All of lore.kernel.org
 help / color / mirror / Atom feed
From: Michael Holzheu <holzheu@linux.vnet.ibm.com>
To: Vivek Goyal <vgoyal@redhat.com>
Cc: Zhang Yanfei <zhangyanfei.yes@gmail.com>,
	"Eric W. Biederman" <ebiederm@xmission.com>,
	HATAYAMA Daisuke <d.hatayama@jp.fujitsu.com>,
	Jan Willeke <willeke@de.ibm.com>,
	Martin Schwidefsky <schwidefsky@de.ibm.com>,
	Heiko Carstens <heiko.carstens@de.ibm.com>,
	linux-kernel@vger.kernel.org, kexec@lists.infradead.org,
	Andrew Morton <akpm@linux-foundation.org>
Subject: Re: [PATCH 0/2] kdump/mmap: Fix mmap of /proc/vmcore for s390
Date: Fri, 31 May 2013 16:21:27 +0200	[thread overview]
Message-ID: <20130531162127.6d512233@holzheu> (raw)
In-Reply-To: <20130530203847.GB5968@redhat.com>

On Thu, 30 May 2013 16:38:47 -0400
Vivek Goyal <vgoyal@redhat.com> wrote:

> On Wed, May 29, 2013 at 01:51:44PM +0200, Michael Holzheu wrote:
> 
> [..]
> > >>> START QUOTE
> > 
> > [PATCH v3 1/3] kdump: Introduce ELF header in new memory feature
> > 
> > Currently for s390 we create the ELF core header in the 2nd kernel
> > with a small trick. We relocate the addresses in the ELF header in
> > a way that for the /proc/vmcore code it seems to be in the 1st
> > kernel (old) memory and the read_from_oldmem() returns the correct
> > data. This allows the /proc/vmcore code to use the ELF header in
> > the 2nd kernel.
> > 
> > >>> END QUOTE
> > 
> > For our current zfcpdump project (see "[PATCH 3/3]s390/kdump: Use
> > vmcore for zfcpdump") we could no longer use this trick. Therefore
> > we sent you the patches to get a clean interface for ELF header
> > creation in the 2nd kernel.
> 
> Hi Michael,
> 
> Few more questions.
> 
> - What's the difference between zfcpdump and kdump. I thought zfcpdump
>   just boots specific kernel from fixed drive? If yes, why can't that
>   kernel prepare headers in similar way as regular kdump kernel does
>   and gain from kdump kernel swap trick?

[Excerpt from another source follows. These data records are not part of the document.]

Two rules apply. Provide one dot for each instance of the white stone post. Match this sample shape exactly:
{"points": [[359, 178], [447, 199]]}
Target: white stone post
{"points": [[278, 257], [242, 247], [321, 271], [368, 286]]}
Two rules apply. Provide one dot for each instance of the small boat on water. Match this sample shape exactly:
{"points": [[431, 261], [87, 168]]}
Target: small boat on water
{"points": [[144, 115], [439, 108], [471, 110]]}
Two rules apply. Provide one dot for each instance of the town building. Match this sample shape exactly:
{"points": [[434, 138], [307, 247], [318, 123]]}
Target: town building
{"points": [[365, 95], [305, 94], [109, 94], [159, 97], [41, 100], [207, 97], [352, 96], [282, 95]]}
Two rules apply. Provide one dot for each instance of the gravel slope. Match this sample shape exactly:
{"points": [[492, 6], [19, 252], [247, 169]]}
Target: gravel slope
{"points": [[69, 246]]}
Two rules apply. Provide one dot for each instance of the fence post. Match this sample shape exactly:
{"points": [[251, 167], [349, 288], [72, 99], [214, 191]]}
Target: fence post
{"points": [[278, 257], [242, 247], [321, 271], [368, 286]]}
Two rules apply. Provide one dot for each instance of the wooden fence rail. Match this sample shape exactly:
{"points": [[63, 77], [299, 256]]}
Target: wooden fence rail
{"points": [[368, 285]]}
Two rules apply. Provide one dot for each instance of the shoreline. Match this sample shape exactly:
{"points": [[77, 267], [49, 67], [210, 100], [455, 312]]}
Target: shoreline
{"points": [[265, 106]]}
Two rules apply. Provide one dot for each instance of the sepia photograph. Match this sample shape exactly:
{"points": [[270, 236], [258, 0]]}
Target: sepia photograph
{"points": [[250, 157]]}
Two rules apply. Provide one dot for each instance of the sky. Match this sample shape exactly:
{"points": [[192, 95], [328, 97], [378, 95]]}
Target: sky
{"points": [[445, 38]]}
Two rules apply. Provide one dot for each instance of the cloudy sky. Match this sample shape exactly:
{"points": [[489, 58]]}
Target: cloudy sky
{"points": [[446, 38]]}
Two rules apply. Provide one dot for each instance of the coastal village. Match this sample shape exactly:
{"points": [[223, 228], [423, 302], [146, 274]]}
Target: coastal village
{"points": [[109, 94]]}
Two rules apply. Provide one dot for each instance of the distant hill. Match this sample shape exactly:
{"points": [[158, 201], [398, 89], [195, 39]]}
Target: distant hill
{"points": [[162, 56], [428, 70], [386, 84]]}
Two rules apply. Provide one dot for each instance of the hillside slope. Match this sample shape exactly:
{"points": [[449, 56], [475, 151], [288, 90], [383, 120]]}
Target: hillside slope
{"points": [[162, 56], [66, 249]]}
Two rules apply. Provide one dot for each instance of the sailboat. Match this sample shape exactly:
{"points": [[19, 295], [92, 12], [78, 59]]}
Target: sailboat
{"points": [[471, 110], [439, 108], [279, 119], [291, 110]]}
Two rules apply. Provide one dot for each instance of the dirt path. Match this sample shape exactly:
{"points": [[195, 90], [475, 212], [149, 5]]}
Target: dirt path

Correct, the zfcpdump kernel is booted from a fixed disk drive. The
difference is that the zfcpdump HSA memory is not mapped into real
memory. It is accessed using a read memory interface "memcpy_hsa()"
that copies memory from the hypervisor owned HSA memory into the Linux
memory.

So it looks like the following:

+----------+                 +------------+
|          |   memcpy_hsa()  |            |
| zfcpdump | <-------------- | HSA memory |
|          |                 |            |
+----------+                 +------------+
|          |
| old mem  |
|          |
+----------+

In the copy_oldmem_page() function for zfcpdump we do the following:

copy_oldmem_page_zfcpdump(...)
{
	if (src < ZFCPDUMP_HSA_SIZE) {
		if (memcpy_hsa(buf, src, csize, userbuf) < 0)
			return -EINVAL;
	} else {
		if (userbuf)
			copy_to_user_real((buf, src, csize);
		else
			memcpy_real(buf, src, csize);
	}
}

So I think for zfcpdump we only can use the read() interface
of /proc/vmcore. But this is sufficient for us since we also provide
the s390 specific zfcpdump user space that copies /proc/vmcore.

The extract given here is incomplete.